One of these happened to be Nigel Quashie, who Redknapp cheekily nabbed from some club called Portsmouth and who popped up with a second-half header here that took Southampton to within two points of safety. But it was the performance of Paul Smith, a goalkeeper who Redknapp knew nothing about when he arrived, that most caught the eye as he denied Spurs in at least five one-on-ones. "When Antti Niemi got injured I had a boy who had never played in the first team and to tell you the truth I feared the worst," Redknapp admitted. "Strewth, he made some saves today."

Indeed he did, as Jermain Defoe for one will testify. So, too, will the Southampton faithful who found the need to hail a few St Mary's as Spurs did everything but equalise in a frantic finish. It was as far removed as you could get from a first half when the home side fairly towered over their slow-stirring visitors. True, there was the first minute when Mido was only scuppered by Smith's flailing leg, but apart from that piece of opportunism, and Defoe's blast over the bar, there was little for the Spurs cockerel to crow about.
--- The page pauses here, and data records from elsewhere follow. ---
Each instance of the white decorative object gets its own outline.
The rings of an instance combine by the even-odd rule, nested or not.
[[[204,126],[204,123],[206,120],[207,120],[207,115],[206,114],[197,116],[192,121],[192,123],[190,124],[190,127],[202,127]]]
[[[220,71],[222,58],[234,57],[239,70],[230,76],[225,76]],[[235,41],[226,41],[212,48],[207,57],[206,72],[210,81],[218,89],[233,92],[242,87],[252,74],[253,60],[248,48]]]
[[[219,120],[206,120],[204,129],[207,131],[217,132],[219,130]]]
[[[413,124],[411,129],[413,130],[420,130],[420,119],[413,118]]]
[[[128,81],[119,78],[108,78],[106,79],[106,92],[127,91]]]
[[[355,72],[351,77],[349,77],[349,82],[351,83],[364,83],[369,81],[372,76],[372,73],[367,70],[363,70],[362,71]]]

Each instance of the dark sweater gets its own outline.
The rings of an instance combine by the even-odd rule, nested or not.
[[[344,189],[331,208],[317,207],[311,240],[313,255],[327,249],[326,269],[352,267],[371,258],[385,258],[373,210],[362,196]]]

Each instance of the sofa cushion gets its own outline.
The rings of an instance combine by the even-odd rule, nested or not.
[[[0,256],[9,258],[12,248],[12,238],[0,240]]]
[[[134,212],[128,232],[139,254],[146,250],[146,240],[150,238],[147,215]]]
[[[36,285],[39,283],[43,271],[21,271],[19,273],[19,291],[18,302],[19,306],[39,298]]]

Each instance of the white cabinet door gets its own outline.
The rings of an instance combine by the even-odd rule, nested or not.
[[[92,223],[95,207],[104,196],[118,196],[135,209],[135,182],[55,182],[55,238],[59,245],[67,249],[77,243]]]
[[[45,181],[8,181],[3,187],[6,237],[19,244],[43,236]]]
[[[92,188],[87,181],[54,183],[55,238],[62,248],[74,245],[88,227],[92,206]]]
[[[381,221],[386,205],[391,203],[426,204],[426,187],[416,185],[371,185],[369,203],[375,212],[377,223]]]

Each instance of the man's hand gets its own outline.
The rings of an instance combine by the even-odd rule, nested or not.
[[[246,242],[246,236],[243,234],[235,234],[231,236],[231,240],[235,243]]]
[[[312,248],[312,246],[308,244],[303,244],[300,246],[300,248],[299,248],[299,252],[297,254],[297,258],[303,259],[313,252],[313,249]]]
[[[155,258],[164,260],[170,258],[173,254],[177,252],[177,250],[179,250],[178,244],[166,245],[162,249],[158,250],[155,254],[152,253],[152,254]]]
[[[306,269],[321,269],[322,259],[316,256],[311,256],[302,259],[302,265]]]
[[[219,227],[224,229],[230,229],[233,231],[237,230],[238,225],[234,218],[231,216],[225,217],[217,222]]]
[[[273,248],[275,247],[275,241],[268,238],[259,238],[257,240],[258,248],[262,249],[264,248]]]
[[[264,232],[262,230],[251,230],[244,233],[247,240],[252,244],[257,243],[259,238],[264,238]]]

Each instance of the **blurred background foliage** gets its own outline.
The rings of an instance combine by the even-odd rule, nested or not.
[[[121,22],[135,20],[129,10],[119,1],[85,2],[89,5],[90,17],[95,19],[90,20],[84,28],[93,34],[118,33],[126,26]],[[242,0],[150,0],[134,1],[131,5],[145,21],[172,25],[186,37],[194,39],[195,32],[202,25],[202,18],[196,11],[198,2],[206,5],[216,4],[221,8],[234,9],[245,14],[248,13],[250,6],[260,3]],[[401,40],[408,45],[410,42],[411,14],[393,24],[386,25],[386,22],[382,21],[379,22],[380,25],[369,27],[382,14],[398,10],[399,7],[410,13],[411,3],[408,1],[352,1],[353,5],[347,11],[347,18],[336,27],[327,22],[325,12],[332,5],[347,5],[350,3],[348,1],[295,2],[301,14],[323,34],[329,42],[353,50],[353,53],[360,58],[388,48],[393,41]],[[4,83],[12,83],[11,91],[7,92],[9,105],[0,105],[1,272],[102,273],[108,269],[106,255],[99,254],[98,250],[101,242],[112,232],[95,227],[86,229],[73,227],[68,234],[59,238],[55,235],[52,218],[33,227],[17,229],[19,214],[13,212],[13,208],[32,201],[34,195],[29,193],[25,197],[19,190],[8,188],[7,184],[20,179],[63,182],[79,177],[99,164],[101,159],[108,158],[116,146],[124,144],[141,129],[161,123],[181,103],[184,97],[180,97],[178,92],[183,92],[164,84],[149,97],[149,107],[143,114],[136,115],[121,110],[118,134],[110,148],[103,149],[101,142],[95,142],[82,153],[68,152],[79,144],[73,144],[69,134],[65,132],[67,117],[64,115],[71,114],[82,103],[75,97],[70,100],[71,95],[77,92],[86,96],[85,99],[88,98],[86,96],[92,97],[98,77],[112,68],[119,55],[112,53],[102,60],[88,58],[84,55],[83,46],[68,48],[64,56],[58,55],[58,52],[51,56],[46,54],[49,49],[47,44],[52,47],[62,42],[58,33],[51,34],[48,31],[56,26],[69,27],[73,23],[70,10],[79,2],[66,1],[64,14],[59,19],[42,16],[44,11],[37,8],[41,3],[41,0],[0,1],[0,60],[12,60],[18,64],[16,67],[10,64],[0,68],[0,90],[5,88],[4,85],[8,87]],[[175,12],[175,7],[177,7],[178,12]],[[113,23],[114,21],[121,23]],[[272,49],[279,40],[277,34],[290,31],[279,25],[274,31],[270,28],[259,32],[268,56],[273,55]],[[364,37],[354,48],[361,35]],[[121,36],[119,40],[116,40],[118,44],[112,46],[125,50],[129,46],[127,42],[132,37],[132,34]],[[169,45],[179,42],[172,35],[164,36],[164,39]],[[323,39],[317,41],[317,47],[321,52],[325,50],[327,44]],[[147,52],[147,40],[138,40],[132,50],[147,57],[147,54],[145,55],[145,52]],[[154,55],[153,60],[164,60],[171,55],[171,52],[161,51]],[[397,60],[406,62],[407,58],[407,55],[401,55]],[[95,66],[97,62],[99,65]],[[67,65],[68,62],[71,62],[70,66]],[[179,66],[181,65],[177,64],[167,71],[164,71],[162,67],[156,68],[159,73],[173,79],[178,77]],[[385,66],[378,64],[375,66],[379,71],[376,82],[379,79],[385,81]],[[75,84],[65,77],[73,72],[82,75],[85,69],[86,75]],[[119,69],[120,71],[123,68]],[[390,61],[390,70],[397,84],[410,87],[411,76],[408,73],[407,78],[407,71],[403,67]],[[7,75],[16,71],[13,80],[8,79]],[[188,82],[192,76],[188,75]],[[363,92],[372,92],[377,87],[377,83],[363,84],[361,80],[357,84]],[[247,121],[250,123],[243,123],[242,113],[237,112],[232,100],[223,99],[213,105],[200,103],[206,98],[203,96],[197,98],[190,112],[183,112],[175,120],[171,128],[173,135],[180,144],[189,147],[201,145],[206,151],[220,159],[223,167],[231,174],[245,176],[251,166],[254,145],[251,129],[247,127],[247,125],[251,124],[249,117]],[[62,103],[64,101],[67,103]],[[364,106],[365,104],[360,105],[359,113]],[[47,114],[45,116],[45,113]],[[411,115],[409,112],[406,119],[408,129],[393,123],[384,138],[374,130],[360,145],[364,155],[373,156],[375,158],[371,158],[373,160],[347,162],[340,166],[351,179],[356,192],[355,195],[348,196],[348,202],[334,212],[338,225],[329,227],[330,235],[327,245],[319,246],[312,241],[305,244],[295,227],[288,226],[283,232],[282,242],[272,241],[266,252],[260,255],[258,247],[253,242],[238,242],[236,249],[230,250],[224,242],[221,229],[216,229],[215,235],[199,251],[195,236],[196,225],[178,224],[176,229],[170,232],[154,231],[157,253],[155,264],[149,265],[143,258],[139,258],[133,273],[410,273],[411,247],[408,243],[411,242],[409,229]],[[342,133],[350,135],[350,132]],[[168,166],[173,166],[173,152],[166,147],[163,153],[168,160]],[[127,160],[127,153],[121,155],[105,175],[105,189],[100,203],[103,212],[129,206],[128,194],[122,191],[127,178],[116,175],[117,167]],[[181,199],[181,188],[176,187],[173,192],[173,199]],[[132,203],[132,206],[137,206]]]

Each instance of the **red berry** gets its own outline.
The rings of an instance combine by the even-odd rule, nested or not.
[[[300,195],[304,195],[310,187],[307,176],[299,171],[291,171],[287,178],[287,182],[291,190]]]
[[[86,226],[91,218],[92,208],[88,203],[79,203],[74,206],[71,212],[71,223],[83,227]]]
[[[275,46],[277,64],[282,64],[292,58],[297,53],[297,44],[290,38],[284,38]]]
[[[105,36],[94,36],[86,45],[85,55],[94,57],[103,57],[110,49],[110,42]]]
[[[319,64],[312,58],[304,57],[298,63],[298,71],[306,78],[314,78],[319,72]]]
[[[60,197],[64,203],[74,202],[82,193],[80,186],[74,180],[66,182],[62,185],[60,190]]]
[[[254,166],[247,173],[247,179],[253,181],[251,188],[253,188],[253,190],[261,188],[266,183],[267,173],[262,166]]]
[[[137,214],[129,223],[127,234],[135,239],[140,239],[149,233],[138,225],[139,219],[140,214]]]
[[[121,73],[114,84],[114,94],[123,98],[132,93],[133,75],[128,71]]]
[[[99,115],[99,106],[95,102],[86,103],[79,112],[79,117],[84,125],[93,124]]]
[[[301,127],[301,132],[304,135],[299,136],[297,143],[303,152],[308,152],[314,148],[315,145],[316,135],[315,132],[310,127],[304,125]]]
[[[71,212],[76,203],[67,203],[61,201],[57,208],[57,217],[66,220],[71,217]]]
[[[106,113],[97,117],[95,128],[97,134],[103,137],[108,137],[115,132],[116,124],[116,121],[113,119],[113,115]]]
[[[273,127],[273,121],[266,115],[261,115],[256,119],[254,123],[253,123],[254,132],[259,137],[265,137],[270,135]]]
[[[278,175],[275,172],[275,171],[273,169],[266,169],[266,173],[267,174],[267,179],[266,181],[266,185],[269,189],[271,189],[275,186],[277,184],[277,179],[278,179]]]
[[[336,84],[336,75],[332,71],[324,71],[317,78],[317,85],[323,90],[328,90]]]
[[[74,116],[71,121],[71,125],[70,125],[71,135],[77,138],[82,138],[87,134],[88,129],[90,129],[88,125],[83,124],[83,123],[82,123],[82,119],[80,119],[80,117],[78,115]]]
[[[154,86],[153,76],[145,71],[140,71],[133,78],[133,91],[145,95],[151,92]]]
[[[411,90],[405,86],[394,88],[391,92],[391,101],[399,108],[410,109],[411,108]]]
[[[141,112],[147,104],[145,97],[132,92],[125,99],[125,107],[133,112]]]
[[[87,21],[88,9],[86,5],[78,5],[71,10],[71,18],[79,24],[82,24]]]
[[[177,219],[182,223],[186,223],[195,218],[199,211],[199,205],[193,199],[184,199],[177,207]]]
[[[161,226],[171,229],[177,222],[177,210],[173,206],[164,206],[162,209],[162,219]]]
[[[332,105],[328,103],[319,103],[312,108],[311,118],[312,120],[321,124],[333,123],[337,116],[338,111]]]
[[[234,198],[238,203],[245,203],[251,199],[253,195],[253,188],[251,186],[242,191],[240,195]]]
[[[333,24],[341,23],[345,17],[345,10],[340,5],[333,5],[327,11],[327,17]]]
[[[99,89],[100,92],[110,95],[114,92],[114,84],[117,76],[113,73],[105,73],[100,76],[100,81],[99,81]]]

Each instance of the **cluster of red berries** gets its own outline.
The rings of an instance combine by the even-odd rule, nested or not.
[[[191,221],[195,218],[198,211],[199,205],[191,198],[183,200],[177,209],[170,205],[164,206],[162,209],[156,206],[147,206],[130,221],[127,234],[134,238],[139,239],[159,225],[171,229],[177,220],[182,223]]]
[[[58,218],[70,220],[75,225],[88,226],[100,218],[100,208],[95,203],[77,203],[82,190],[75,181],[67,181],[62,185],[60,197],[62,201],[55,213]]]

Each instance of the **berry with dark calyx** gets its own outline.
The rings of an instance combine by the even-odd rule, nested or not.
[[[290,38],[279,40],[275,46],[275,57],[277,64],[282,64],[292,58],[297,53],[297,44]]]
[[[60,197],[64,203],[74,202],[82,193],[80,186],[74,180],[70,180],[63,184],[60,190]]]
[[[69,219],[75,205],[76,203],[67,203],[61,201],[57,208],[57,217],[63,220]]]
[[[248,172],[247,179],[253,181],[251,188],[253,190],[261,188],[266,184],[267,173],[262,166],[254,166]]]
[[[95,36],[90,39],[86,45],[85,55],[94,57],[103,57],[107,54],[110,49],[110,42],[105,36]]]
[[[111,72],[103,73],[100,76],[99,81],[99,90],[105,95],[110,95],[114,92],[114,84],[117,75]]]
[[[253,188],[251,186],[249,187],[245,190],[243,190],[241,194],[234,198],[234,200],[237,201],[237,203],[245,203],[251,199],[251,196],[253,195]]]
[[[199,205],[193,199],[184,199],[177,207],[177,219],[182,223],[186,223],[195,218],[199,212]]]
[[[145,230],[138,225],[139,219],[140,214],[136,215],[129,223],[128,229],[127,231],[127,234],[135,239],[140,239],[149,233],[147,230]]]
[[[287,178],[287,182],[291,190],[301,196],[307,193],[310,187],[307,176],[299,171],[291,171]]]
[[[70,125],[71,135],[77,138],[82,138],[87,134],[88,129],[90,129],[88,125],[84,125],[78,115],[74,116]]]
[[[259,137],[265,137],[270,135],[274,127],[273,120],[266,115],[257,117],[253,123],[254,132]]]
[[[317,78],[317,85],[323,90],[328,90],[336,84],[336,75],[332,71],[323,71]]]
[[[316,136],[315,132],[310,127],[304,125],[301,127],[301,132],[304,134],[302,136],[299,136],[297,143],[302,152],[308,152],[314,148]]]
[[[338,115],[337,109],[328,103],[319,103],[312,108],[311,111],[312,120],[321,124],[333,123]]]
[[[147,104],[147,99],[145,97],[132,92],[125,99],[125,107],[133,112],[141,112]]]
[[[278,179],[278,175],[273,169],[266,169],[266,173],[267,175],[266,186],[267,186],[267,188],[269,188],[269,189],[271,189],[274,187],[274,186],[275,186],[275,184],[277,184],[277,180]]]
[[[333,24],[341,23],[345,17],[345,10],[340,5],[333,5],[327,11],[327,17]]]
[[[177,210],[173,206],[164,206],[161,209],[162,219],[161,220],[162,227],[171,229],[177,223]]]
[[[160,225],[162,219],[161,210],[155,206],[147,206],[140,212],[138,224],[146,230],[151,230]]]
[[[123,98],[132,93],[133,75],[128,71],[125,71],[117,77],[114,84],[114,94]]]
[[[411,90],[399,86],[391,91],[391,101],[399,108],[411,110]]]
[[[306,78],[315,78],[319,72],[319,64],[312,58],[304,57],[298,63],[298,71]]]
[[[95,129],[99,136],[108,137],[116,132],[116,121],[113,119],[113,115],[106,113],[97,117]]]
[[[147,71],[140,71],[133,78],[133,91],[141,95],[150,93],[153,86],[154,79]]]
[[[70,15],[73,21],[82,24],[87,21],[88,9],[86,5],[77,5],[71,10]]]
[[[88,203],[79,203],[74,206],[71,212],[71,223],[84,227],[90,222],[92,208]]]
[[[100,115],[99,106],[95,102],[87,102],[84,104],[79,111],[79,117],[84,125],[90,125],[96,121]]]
In contrast, the Southampton striking partnership of Peter Crouch and Henri Camara - long of leg, not short of pace - caused all manner of problems to a clearly rattled Spurs back four. Camara might have snatched the lead in the seventh minute when he stole through on the right before giving his shot too much air and in the 33rd minute only the quick thinking and even hastier reflexes of the England goalkeeper, Paul Robinson, were able to divert the Senegalese international's chips. Even he could get nowhere near Crouch's effort just before the break after Camara's cute pass across the box, but the ball tantalisingly bobbled past beyond the far post.

No matter, Spurs were hanging on and within six minutes of the restart their grip was loosening sufficiently for Southampton to grab what was by now rightfully theirs. With his very first touches, Swedish substitute Mikael Nilsson ran and fired in a wicked cross for Quashie to convert with a bullet of a header from 18 yards. Game over? Not when you are in a dogfight, Defoe is on the pitch and there are more than 30 minutes remaining.

Fortunately for Saints, Smith was more than equal to everything Spurs had to throw at him - and there was plenty. The first act of heroism came moments after the goal when he dived left to withstand Defoe's best intentions, and the last with three minutes remaining when he performed a similar feat with a Freddie Kanouté piledriver.

At the other end, as if not to be out-done, Robinson pulled off the save of this or any other season in which Gordon Banks has not appeared, when he somehow turned away Crouch's header from four yards. With a 6ft 7in Lurch lookalike steaming in on you, it is hard enough to protect yourself never mind your goal. Alas, his moment of sheer genius was to be in vain for everything but the memory.